The Court also responded to Monsanto’s argument providing several EPA documents indicating that it could not label Roundup as carcinogenic. These included various registration reviews and reregistration eligibility decisions regarding glyphosate products, an EPA paper written about the EPA Scientific Advisory Panel’s independent review of the effects of glyphosate, and “[v]arious papers involving scientific analysis where the EPA concluded that glyphosate did not cause cancer.” Monsanto additionally provided evidence regarding the August 2019 letter from EPA to glyphosate registrants that it would not permit label amendments to include warnings under California’s Proposition 65 that glyphosate is known to the State of California to cause cancer. In that letter, EPA stated that it would consider such language to be “false or misleading,” and thus would not approve of such language on any label and further that registrants were to remove such statements from any approved labels.
The Court found, however, that none of these documents had the “indicia of formality” necessary to meet their standard of review. The Court noted that none of the documents identified were the product of notice and comment rulemaking or formal adjudication, and they did not “‘bespeak the legislative type of activity that would naturally bind’ Monsanto.” The Court thus remanded this case back to the District Court for further proceedings on the failure to warn claim.
This case potentially places glyphosate registrants in the position of defending themselves for not warning about the potential carcinogenicity of glyphosate despite past EPA statements that any such warning would be considered a violation of FIFRA. Registrants should pay attention to the potential implications of this case, and others like it, particularly with regard to label claims that EPA has approved.
Commentary
Regardless of the outcome of this decision, the long and tortured history of the FIFRA preemption issue was expected to, and certainly will, continue. For many years, the debate over the implications of the FIFRA requirement that the EPA label cannot have conflicting (“different from”) language that would be needed, as the argument goes, to comply with state requirements to provide adequately warnings. To a casual observer, the FIFRA label and EPA review should take care of imposing the necessary conditions to avoid harms since it is axiomatic that “the label is the law,” and, if label directions are followed, EPA expects there would be no “unreasonable adverse effects” caused by the pesticide application. But the case law has evolved over the years not only about the confines of FIFRA but also regarding other “failure to warn” cases involving label instructions and warnings approved by other federal agencies (e.g., the U.S. Food and Drug Administration). The result has been a continued series of cases where the courts, state and federal, have to determine where federal requirements end and freedom for state requirements are allowed.

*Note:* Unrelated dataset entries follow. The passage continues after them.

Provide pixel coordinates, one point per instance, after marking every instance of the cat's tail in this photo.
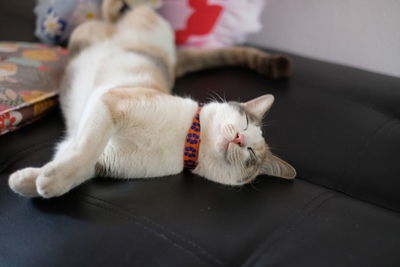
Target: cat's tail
(271, 65)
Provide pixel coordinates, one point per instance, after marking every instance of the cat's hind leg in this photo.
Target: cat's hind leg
(89, 33)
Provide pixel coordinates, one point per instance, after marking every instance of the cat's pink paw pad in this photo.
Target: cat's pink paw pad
(23, 182)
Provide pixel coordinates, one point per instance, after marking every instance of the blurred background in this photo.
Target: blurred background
(359, 33)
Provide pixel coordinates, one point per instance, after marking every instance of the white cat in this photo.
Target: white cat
(123, 122)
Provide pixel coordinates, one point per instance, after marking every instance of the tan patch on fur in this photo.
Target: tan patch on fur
(110, 9)
(272, 66)
(142, 17)
(88, 33)
(119, 99)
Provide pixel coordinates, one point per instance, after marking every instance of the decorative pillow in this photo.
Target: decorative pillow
(29, 74)
(197, 23)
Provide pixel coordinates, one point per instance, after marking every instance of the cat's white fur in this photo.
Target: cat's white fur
(120, 126)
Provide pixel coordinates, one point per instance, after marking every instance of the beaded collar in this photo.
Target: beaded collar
(192, 142)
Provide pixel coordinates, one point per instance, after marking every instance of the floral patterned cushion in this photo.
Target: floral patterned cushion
(29, 75)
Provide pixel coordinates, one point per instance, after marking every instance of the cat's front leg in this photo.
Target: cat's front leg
(75, 161)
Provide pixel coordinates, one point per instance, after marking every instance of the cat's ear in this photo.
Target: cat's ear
(259, 106)
(274, 166)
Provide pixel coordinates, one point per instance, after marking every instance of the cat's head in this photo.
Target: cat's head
(233, 150)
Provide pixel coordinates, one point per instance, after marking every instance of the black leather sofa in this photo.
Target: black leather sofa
(339, 126)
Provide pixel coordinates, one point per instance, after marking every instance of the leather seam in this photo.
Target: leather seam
(320, 198)
(6, 163)
(125, 214)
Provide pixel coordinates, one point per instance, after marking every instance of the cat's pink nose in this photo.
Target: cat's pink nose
(239, 139)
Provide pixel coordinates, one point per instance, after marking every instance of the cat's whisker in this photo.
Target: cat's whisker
(216, 95)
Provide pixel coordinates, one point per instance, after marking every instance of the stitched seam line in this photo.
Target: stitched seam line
(306, 210)
(125, 214)
(18, 154)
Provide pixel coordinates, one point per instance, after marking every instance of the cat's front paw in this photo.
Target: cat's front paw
(23, 182)
(49, 186)
(58, 178)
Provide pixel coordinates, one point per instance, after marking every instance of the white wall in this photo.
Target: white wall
(360, 33)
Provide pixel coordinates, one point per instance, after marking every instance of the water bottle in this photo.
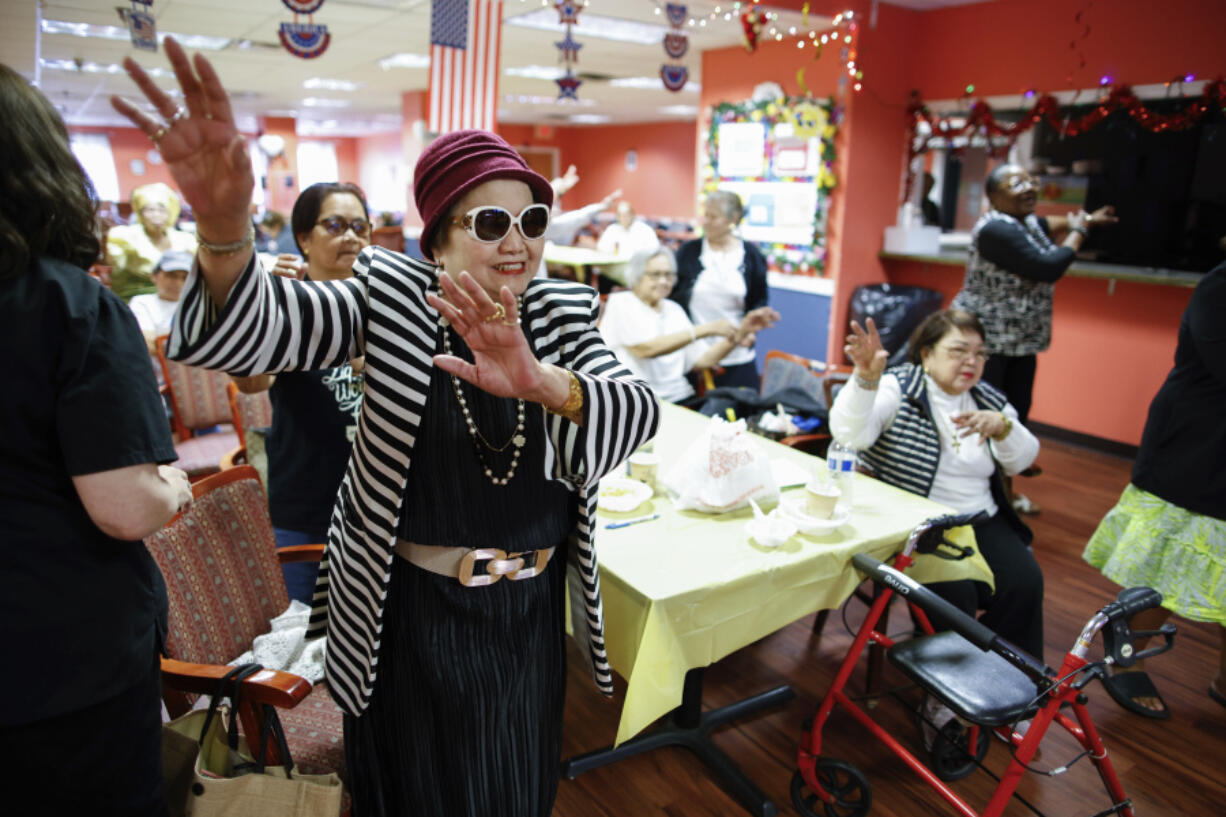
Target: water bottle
(841, 471)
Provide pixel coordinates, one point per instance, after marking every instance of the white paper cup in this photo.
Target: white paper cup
(820, 499)
(644, 466)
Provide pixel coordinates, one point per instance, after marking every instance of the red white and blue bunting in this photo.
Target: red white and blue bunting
(568, 49)
(304, 41)
(673, 74)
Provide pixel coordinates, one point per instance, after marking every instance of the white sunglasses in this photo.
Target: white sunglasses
(491, 225)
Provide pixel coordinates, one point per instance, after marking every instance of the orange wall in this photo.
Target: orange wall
(128, 144)
(1110, 351)
(663, 184)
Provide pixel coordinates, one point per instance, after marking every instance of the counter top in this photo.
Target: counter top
(1079, 269)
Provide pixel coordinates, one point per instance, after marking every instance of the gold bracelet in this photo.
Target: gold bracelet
(227, 249)
(573, 409)
(1008, 427)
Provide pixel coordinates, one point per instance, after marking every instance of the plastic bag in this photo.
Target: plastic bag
(721, 470)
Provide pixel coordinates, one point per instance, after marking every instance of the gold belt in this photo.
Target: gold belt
(476, 567)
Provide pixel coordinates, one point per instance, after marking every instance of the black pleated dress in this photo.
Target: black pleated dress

In this case, the outcome was a disappointment to the registrant community but is unlikely to stop the flow of litigation on both sides of the preemption arguments. And the recent announcement in April 2022 by the Biden Administration EPA to reverse effectively the 2019 letter to California about FIFRA labels and California’s Proposition 65 requirements (Letter from California’s Office of Environmental Health Hazard Assessment on California Proposition 65 |to EPA) might further muddy the water of what a FIFRA label really does imply regarding state warnings, “right-to-know” requirements, and the like.